Foto: Gokhan Tan/ Getty Images

Es könnte ein ganz gewöhnlicher Samstag sein, wären nicht so viele Polizisten unterwegs, und würde nicht die Stimme des Interimsarmeechef Ümit Dündar aus den Radios hallen: "Hand in Hand haben es Staat und Nation in historischer Solidarität geschafft, diesen Putsch zum Scheitern zu bringen", verkündete er. Dündar war eingesetzt worden, nachdem der eigentliche Generalstabschef für eine kurze Zeit von den Putschisten festgehalten wurde

Yasemin Gözcü kellnert heute in einem Restaurant auf der Istiklal-Straße. Zwar ist nur wenig Kundschaft da, doch ihr Chef habe darauf bestanden, dass der Laden geöffnet werde. "Das war doch kein richtiger Militärputsch", sagt die 37-jährige Istanbulerin, "das war doch ein schlechter Witz der Regierung, um uns Angst zu machen, und wieder an die Wahlurnen zu zwingen."

Theorien dieser Art verbreiten sich besonders über die sozialen Netzwerke. Der früher CHP-Oppositionschef Deniz Baykal bezeichnet den Umsturzversuch als Show und einen tragisch-komischen Coup, um ein Präsidialsystem mit weiteren Vollmachten für den Präsidenten zu erzwingen.

Eine Meinung, die auch Mahmut Bozkurt teilt. Der 62-Jährige sitzt auf einem Klappstuhl auf der Einkaufsstraße, er verkauft Kugelschreiber. "Für Erdogan bedeutet dieser Putsch doch noch einen weiteren Machtzuwachs", sagt er. "Jetzt kann er auch seine letzten starken Gegner aus dem Weg räumen."
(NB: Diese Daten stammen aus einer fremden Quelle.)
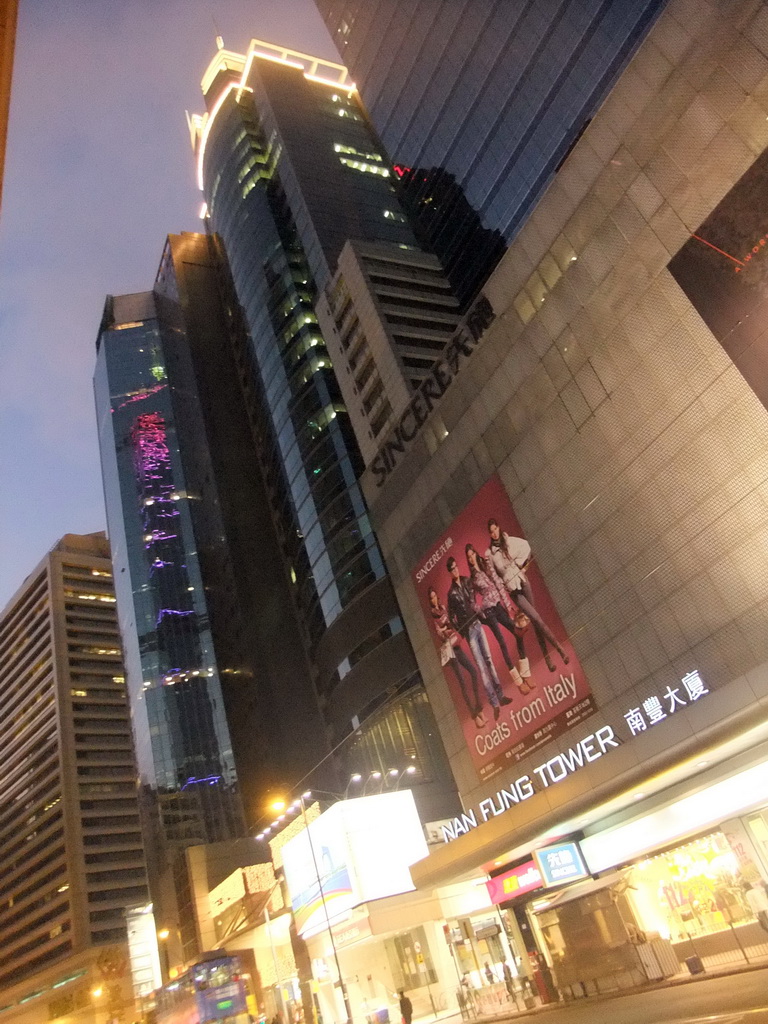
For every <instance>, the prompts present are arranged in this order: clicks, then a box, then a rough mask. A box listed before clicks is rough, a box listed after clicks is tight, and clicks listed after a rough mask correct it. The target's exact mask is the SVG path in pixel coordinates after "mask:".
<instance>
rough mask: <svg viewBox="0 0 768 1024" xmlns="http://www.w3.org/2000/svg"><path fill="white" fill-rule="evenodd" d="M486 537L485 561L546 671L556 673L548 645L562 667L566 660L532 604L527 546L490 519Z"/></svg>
mask: <svg viewBox="0 0 768 1024" xmlns="http://www.w3.org/2000/svg"><path fill="white" fill-rule="evenodd" d="M488 535H489V538H490V543H489V545H488V549H487V551H486V552H485V561H486V562H487V563H488V565H490V566H493V568H494V571H495V572H496V574H497V577H498V579H499V581H500V583H501V585H502V586H503V587H504V589H505V590H506V592H507V593H508V594H509V596H510V598H511V599H512V601H514V603H515V605H516V606H517V607H518V608H519V609H520V610H521V611H524V612H525V614H526V615H527V616H528V618H529V620H530V622H531V624H532V626H534V632H535V633H536V636H537V639H538V641H539V646H540V647H541V648H542V654H544V660H545V662H546V663H547V668H548V669H549V671H550V672H556V671H557V669H556V668H555V663H554V662H553V660H552V656H551V654H550V652H549V647H548V644H549V645H550V646H552V647H554V648H555V650H556V651H557V653H558V654H559V655H560V657H561V658H562V662H563V664H564V665H567V664H568V660H569V658H568V655H567V654H566V653H565V651H564V650H563V648H562V646H561V645H560V643H559V642H558V640H557V638H556V637H555V635H554V633H553V632H552V630H551V629H550V628H549V626H547V624H546V623H545V622H544V620H543V618H542V616H541V614H540V613H539V611H538V610H537V607H536V605H535V604H534V592H532V590H531V589H530V584H529V583H528V579H527V575H526V574H525V566H526V565H527V563H528V562H529V561H530V545H529V544H528V542H527V541H526V540H524V539H523V538H521V537H510V536H509V534H505V532H504V531H503V530H502V528H501V526H500V525H499V523H498V521H497V520H496V519H493V518H492V519H488Z"/></svg>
Tatsächlich entsteht der Eindruck, ausgerechnet Erdogan habe als Demokrat die Demokratie verteidigt. Er ist der Held der Stunde. "Es ist unmöglich zu akzeptieren, dass türkische Soldaten ihre Gewehre auf das Volk richten. Auf deine Mutter, auf deinen Vater, auf deine Brüder und Schwestern. Diese Gewehre wurden ihnen vom Volk dieses Landes gegeben", sagte der Präsident. Jetzt sei es möglich, das Militär zu "reinigen", Tausende Armeeangehörige wurden mittlerweile festgenommen. Die Aufständischen müssten einen hohen Preis für ihre Taten bezahlen.
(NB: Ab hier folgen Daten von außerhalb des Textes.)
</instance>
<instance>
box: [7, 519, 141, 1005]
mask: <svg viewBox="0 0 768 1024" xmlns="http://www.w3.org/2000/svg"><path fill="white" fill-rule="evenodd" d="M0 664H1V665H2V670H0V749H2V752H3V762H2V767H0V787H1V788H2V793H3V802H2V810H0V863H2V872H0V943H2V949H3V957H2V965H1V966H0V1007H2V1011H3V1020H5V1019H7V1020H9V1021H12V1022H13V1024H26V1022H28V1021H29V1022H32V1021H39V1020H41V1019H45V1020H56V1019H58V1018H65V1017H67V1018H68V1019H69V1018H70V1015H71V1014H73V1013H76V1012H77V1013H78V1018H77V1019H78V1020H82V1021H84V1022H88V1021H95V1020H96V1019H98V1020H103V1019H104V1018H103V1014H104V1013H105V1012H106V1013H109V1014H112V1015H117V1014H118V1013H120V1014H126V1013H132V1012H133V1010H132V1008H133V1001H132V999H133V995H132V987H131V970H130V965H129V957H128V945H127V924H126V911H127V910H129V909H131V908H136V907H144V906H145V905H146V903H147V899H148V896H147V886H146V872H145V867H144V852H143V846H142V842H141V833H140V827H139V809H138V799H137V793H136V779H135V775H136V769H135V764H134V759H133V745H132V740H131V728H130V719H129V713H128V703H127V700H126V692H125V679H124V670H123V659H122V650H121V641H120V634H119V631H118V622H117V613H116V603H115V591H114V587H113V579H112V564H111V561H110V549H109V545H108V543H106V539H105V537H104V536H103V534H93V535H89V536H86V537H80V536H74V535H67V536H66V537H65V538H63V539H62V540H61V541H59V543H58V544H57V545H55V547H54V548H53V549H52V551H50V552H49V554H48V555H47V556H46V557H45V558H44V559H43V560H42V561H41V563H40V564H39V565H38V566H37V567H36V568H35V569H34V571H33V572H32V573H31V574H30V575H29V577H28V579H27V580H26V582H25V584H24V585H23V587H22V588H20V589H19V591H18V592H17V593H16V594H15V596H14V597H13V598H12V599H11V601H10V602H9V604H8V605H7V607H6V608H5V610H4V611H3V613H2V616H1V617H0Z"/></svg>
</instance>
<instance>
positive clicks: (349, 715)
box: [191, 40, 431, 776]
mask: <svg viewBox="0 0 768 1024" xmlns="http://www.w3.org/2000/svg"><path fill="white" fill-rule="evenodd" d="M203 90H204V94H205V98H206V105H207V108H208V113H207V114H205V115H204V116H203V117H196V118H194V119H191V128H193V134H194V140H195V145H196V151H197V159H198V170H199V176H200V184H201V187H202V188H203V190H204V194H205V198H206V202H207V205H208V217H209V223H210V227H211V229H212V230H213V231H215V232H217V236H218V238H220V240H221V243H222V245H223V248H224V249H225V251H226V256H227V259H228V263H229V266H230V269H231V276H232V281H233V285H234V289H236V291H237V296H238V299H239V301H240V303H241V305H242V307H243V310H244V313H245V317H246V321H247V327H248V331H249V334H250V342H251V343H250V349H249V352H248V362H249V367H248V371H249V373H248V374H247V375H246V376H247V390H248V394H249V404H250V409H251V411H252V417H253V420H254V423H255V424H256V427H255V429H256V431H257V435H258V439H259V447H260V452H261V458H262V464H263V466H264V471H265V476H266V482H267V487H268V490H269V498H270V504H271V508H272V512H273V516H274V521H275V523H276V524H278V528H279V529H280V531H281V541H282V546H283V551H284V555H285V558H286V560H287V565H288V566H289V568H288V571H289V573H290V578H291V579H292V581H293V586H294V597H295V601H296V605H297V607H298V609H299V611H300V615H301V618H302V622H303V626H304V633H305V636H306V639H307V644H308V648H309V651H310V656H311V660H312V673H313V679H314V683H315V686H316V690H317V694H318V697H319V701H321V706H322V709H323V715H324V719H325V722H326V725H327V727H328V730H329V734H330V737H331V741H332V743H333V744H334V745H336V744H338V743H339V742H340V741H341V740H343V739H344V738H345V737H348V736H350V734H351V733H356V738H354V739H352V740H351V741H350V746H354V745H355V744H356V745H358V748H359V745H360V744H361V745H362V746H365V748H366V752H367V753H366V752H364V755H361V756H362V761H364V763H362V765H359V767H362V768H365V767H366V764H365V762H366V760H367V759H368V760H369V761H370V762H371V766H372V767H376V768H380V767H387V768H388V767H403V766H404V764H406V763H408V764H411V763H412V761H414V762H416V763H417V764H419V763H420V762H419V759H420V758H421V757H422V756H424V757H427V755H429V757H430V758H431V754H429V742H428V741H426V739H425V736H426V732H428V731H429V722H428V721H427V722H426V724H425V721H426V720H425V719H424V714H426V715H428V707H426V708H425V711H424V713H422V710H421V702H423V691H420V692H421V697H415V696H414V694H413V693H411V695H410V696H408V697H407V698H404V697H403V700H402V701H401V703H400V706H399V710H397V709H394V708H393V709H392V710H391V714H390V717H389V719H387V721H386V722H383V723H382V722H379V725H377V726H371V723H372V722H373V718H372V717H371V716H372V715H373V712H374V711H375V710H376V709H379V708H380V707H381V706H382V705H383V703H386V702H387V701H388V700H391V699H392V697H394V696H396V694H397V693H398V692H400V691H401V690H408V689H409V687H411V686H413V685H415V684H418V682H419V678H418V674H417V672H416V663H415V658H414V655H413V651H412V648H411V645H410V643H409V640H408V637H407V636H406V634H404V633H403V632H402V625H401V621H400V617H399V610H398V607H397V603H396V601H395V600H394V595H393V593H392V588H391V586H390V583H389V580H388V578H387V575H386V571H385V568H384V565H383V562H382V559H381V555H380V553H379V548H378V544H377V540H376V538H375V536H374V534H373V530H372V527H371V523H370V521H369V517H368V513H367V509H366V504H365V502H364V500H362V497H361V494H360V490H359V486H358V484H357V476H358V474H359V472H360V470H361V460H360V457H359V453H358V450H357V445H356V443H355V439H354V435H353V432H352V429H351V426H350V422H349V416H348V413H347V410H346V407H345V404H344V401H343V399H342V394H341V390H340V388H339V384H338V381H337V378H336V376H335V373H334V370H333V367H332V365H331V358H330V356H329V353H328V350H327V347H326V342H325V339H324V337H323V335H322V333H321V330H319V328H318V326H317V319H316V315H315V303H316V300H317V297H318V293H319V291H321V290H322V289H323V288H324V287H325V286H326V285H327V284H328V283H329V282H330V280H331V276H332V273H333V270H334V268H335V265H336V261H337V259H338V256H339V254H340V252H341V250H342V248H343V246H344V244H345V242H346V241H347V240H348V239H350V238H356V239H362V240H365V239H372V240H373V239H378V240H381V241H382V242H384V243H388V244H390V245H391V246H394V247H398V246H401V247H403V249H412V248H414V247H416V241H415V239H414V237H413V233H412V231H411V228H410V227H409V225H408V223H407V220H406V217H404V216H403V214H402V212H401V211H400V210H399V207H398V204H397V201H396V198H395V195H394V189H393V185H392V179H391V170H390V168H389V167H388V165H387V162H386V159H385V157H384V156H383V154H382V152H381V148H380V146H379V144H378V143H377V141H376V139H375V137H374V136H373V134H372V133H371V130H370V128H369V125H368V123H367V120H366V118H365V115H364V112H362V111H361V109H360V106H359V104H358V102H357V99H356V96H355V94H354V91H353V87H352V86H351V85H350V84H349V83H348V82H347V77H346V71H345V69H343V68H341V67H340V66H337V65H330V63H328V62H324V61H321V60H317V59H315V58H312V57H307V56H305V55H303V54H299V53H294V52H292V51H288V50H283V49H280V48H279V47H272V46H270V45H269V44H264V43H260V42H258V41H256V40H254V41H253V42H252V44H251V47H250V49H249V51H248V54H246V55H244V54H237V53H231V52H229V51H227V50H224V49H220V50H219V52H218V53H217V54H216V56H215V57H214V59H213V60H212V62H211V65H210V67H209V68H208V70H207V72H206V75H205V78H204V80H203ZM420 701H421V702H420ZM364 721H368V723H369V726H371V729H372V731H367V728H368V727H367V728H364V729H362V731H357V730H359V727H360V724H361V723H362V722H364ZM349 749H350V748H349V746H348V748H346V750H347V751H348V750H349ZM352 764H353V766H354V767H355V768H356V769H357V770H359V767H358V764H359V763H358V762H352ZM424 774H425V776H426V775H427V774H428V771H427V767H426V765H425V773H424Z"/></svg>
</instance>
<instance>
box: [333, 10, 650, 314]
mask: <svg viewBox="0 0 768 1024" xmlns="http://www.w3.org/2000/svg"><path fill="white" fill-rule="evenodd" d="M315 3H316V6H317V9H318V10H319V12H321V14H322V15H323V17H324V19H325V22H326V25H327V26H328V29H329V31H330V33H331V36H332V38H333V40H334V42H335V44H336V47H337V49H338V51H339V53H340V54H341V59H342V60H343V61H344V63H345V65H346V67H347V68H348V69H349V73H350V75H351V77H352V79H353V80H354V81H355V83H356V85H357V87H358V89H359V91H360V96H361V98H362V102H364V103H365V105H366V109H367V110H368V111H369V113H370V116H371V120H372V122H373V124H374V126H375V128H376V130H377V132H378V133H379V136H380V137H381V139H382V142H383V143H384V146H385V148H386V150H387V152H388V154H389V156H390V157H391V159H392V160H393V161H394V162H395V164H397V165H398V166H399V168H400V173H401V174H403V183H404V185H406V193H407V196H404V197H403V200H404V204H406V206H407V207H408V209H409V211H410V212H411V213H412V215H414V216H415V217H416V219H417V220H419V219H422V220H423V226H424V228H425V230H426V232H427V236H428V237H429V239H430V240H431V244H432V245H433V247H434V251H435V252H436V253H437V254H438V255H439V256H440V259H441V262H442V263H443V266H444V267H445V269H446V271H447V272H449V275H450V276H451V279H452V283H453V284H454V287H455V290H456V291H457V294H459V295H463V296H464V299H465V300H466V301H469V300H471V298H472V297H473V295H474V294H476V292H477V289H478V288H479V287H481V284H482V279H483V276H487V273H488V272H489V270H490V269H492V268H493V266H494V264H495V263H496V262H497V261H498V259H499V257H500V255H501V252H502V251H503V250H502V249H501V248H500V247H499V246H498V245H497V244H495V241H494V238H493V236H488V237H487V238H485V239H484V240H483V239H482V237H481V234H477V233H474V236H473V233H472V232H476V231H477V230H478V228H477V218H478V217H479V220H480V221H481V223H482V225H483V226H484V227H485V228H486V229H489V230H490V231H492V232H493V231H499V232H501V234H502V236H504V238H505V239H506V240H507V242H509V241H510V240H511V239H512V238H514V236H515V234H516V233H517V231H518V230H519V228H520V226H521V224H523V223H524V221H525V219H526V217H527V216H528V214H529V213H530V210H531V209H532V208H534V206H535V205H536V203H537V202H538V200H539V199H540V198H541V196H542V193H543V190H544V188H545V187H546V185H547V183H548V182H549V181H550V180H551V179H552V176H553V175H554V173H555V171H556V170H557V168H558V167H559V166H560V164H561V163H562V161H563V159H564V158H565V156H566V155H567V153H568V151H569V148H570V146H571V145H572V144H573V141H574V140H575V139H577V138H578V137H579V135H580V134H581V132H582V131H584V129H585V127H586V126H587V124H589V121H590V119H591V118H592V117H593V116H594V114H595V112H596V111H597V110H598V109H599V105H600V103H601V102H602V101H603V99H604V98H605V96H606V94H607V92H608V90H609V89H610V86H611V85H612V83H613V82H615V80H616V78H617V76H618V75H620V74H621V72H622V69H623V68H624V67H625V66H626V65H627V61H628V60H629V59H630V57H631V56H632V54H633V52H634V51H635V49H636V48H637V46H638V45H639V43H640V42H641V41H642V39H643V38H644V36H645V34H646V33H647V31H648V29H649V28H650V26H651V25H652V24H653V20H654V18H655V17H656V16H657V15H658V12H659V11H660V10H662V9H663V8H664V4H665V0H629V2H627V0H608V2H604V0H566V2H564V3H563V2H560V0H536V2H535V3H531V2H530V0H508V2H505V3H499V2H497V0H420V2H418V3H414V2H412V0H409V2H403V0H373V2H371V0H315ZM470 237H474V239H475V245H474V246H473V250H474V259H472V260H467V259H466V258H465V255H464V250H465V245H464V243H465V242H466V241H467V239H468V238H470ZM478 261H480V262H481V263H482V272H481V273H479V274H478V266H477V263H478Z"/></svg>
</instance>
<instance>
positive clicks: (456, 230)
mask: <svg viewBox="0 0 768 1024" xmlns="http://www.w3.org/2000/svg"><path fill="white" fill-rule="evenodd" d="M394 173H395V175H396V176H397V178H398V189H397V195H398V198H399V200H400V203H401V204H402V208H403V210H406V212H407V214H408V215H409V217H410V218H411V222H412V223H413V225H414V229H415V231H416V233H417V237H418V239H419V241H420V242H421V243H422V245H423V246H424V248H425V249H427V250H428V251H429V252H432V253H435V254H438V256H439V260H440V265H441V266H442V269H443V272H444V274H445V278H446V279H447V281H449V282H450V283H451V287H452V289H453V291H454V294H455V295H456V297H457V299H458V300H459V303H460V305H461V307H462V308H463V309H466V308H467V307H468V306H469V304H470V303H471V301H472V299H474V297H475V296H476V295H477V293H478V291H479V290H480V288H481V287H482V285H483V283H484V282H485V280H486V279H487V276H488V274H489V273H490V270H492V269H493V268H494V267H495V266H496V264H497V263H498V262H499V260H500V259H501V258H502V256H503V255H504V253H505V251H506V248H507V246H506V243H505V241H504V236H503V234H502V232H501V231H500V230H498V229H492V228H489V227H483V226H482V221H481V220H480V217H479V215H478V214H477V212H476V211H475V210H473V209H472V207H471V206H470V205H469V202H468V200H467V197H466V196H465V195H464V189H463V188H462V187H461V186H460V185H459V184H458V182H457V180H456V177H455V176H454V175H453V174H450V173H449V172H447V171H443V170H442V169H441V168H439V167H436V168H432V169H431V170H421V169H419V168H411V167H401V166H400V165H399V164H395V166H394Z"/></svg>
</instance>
Am Ende könnten die dramatischen Szenen vom Freitagabend Erdogan tatsächlich stärken. Gab der Präsident nachts noch an einem geheimen Ort ein improvisiertes Interview, so präsentierte er sich am Samstag schon wieder betont staatsmännisch. "Wir werden diese Operation zu Ende bringen", so Erdogan. "Wir werden dagegen vorgehen, wie wir gegen Terrororganisationen vorgegangen sind."